Pamungkasnews.id, Balikpapan – Kaum difabel atau penyandang disabilitas khususnya di Kota Balikpapan masih merasakan kesulitan dalam mengakses hak-hak mereka sebagai warga negara dalam berbagai sektor. Hal tersebut menjadi sebuah hambatan untuk ikut serta dalam berkarya di berbagai kesempatan.
Sehingga, diperlukan kolaborasi bersama pemerintah daerah maupun swasta untuk mengoptimalisasi pemenuhan hak-hak terhadap penyandang disabilitas, seperti peningkatan kualitas Sumber Daya Manusia (SDM), pendidikan berbasis inklusi, penyediaan dan perluasan kesempatan kerja baik pada sektor formal maupun informal.

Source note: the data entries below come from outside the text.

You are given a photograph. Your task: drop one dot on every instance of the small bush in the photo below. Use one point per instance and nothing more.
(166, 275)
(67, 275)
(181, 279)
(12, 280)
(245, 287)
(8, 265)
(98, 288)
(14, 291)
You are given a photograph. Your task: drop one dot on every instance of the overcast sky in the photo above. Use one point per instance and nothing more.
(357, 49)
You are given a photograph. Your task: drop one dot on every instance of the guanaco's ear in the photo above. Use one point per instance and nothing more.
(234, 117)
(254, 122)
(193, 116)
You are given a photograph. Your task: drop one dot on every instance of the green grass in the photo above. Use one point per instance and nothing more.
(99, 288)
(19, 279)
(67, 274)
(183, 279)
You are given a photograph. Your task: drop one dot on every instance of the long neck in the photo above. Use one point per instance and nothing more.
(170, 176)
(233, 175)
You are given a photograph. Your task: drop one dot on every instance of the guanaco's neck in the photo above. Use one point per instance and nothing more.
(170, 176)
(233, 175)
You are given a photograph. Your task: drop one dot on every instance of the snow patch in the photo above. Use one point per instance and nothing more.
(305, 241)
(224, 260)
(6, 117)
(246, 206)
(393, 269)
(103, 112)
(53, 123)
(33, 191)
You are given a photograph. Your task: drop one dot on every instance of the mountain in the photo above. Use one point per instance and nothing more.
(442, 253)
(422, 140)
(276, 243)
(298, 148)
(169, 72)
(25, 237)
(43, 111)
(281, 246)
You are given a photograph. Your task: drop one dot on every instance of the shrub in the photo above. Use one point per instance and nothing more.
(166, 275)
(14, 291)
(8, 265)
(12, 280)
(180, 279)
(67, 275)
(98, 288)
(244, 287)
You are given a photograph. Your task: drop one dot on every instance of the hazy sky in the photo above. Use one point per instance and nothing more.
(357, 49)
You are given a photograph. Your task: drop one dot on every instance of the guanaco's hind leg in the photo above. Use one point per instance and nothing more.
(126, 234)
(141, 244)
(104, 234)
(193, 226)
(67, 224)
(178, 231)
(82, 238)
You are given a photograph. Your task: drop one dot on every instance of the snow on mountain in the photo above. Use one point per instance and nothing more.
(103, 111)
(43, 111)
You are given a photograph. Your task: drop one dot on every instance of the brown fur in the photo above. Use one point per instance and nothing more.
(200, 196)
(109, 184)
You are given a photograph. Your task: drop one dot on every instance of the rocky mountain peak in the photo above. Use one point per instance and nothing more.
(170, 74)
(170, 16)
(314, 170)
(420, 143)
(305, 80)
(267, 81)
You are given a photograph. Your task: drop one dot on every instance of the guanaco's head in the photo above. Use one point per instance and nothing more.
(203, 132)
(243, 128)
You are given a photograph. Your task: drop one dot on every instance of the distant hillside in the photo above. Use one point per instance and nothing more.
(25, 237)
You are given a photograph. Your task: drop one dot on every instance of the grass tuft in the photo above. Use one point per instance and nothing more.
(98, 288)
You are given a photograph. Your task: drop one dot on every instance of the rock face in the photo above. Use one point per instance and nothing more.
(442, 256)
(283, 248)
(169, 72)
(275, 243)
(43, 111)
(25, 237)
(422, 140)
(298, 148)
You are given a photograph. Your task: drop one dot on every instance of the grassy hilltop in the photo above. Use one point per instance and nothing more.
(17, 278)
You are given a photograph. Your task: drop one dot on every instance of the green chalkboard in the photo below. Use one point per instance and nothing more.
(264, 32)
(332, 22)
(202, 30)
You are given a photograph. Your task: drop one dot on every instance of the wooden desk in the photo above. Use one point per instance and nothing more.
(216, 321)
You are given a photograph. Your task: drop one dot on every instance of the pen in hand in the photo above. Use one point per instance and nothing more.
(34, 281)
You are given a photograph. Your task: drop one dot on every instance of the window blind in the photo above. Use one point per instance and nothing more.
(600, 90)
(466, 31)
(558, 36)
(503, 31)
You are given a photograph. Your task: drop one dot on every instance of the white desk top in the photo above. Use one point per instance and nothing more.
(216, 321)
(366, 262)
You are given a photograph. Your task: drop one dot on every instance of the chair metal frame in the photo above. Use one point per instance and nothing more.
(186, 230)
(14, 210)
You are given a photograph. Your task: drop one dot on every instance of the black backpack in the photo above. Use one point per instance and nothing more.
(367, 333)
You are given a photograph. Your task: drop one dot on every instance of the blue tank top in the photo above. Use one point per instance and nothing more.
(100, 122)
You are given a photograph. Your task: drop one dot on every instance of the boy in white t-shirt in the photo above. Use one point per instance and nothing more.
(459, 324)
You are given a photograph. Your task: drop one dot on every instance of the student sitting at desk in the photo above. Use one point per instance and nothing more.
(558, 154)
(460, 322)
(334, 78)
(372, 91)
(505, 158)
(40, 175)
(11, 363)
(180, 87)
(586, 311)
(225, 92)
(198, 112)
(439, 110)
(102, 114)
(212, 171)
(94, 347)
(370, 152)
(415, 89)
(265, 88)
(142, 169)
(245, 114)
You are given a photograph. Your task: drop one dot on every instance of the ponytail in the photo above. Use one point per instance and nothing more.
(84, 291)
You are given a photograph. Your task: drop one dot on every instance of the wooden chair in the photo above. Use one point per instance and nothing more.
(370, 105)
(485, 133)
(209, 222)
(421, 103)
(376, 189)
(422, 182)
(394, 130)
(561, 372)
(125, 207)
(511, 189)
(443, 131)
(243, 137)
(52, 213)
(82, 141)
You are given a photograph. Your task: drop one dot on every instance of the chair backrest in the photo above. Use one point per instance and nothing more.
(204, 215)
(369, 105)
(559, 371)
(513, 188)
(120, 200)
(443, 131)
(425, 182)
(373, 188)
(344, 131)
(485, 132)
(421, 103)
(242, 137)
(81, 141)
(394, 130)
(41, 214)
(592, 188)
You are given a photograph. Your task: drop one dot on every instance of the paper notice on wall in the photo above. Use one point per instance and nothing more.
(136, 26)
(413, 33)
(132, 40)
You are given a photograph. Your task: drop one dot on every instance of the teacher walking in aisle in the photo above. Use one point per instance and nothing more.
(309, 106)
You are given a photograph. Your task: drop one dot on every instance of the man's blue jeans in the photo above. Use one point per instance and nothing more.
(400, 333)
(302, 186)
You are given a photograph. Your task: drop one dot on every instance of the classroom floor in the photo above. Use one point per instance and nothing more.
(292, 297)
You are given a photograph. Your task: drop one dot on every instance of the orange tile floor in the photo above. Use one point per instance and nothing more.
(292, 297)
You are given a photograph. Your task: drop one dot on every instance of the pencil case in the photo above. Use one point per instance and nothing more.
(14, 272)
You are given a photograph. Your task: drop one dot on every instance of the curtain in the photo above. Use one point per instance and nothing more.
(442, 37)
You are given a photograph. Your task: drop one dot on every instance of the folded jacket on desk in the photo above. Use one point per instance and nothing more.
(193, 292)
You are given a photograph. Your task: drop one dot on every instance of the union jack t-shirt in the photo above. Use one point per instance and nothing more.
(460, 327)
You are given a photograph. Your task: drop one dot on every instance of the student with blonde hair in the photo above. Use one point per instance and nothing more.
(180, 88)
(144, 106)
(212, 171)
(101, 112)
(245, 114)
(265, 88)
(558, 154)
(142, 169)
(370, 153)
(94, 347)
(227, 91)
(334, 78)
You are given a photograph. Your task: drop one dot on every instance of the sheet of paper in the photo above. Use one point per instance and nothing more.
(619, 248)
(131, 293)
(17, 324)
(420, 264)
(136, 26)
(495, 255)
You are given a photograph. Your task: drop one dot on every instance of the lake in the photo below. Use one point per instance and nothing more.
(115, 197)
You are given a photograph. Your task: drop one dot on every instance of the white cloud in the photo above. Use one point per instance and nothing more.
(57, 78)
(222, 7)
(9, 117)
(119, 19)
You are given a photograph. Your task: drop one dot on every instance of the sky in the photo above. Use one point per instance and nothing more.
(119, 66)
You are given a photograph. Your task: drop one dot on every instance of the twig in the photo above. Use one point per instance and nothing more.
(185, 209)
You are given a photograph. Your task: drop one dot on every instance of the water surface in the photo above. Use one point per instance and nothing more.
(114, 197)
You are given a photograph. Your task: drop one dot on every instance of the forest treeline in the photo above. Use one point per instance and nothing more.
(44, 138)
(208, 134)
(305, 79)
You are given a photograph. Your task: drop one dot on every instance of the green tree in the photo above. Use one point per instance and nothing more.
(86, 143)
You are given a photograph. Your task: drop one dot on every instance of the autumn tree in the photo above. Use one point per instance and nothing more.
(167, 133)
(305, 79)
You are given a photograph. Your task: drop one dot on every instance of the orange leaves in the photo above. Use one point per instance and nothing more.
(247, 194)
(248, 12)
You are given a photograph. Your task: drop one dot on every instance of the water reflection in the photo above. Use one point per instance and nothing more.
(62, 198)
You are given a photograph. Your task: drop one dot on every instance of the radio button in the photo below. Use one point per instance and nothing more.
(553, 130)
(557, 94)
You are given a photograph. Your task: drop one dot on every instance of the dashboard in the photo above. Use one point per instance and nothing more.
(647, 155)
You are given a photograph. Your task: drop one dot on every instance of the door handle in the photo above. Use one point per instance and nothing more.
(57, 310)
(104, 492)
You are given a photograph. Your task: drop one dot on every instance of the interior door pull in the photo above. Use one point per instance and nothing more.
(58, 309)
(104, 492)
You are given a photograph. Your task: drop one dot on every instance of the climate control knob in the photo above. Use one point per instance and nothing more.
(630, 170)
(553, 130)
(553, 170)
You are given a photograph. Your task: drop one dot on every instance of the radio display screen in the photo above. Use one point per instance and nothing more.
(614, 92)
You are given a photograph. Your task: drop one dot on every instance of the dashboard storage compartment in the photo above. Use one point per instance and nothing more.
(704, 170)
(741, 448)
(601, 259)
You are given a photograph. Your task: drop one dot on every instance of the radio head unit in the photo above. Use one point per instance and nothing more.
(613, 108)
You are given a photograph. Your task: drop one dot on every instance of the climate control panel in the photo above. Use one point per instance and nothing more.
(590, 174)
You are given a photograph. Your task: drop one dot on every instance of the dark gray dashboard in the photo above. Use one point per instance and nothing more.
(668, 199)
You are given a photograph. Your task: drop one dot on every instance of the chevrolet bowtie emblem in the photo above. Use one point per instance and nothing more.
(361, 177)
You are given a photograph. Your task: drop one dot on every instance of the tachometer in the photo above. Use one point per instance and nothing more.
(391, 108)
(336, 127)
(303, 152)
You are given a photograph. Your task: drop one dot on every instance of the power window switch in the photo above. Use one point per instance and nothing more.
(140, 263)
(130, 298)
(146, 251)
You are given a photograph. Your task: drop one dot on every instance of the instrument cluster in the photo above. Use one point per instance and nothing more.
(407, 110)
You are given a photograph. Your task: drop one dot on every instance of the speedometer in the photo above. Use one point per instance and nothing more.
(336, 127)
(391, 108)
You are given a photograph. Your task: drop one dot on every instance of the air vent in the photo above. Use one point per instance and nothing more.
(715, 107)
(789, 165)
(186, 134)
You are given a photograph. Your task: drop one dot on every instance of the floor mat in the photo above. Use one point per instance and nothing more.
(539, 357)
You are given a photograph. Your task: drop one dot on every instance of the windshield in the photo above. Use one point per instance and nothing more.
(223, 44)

Dalam upaya tersebut, Sasana Inklusi & Gerakan Advokasi Difabel (Sigab) berupaya memberikan advokasi bagi penguatan hak-hak disabilitas dengan menggandeng Dinas Ketenakerjaan Kota Balikpapan.
Sigab ini mulai berdiri di Kota Balikpapan sejak 2022 lalu, dan merupakan sebuah Lembaga Swadaya Masyarakat (LSM) yang bermitra dengan Kemitraan Australia-Indonesia Menuju Masyarakat Inklusif (INKLUSI) melalui program SOLIDER (Strengthening Social Inclusion for Diffability Equity and Rights).
Bahkan, Sigab sudah membentuk pilot project di 6 kelurahan di Kota Balikpapan. Diantaranya, Gunung Sari Ulu, Gunung Sari Ilir, Prapatan, Manggar, Manggar Baru dan Telaga Sari. Di mana menurut catatan Sigab, di 6 Kelurahan tersebut terdapat 334 kaum difabel. Strategi itu untuk mendorong kelurahan menjadi inklusif.
Sigap ini juga membentuk Kelompok Difabel Kelurahan (KDK) di 6 Kelurahan tersebut. Tujuannya untuk dapat mengakses pelatihan dan peluang-peluang kerja melalui pengoptimalan Unit Layanan Disabilitas (ULD) di bidang ketenagakerjaan.
Program Officier Program SOLIDER, Ninik mengatakan, KDK ini juga sebagai tempat untuk mengeksplorasi berbagai inspirasi dari mereka, meningkatkan partisipasi, dan untuk mengupayakan terbitnya regulasi serta kebijakan terhadap penguatan hak-hak disabilitas di Kota Balikpapan kedepannya.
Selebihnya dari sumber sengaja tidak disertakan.